When looking over the program, we thought it was telling that our CEO Marc’s talk didn’t even mention cloud. Perhaps from a marketing perspective this was a missed opportunity, but I think this is reflective of our approach to cloud—we don’t see “cloud” as anything all that newsworthy anymore. For a lot of people, they’re just looking for the best tool to do the job they need done, and the boundaries between what’s on and offline is increasingly becoming irrelevant (i.e. with so much online nowadays, it’s often not considered “unusual.”) Tim mentioned this in his interview—many people don’t even know they’re using the cloud.
When you look past the hype about “being in the cloud” you begin to notice the deeper shifts at work, shifts that go beyond the delivery mechanism and speak to fundamental changes in the way we work.
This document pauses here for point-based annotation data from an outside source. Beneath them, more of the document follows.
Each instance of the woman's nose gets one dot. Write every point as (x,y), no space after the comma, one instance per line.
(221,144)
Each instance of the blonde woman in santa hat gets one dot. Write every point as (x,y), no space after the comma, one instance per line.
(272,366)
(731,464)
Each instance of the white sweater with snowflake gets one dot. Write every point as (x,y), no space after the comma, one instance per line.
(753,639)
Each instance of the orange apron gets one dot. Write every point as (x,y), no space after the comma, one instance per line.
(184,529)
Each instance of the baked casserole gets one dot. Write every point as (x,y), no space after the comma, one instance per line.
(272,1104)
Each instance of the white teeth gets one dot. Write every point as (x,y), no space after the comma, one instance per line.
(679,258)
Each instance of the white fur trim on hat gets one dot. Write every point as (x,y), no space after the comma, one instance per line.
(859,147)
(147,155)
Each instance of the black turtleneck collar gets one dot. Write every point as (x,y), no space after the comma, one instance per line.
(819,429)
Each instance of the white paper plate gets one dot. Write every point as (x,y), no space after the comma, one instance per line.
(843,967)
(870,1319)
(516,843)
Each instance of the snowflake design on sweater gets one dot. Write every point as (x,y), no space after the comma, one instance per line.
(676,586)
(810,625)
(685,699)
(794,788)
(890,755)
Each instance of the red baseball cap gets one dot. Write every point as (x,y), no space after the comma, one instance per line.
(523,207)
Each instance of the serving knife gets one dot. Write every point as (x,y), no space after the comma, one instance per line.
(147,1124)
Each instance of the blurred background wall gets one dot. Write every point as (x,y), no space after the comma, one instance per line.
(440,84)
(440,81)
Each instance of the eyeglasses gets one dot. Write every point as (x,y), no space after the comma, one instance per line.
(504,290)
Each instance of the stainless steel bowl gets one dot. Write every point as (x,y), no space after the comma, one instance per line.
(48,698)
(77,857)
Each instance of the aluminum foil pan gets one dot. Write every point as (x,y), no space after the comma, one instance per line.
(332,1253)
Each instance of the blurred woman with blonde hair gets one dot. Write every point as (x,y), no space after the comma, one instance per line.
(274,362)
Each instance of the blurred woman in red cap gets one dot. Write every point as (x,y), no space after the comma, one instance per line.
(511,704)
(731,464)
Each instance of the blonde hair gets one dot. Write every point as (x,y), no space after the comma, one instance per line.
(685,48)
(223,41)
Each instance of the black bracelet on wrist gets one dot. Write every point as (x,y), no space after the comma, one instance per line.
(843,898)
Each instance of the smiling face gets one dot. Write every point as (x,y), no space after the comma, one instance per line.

In my view, these changes are redefining what “workplace” means. In fact, the very nature of being “at work” is changing, prompted by the flexibility inherent in an “always on internet”, multi-device world.
This is the where we can really start to unlock the business value of cloud-enabled work practices—representing an exciting area of exploration. At Saasu we see a lot of opportunity in how people are using these technologies to redefine the way they collaborate, capture and collect information, visually interpret and interact in their work, in an “authentically digital” way, to borrow a phrase from Microsoft. Shane Morris provides a great overview (video) of what this means from a design perspective; another good overview at Mashable.
Regardless of whether this is a significant transition point, or just a smaller evolution, it’s something that we’re very excited to be a part of. We’re really looking forward to the new innovations, and more importantly the benefits to business owners and their teams. How these technologies and approaches to working are providing significant value to businesses of all shapes and sizes is really what’s newsworthy. We hope that this doesn’t get lost in the race to join the cloud.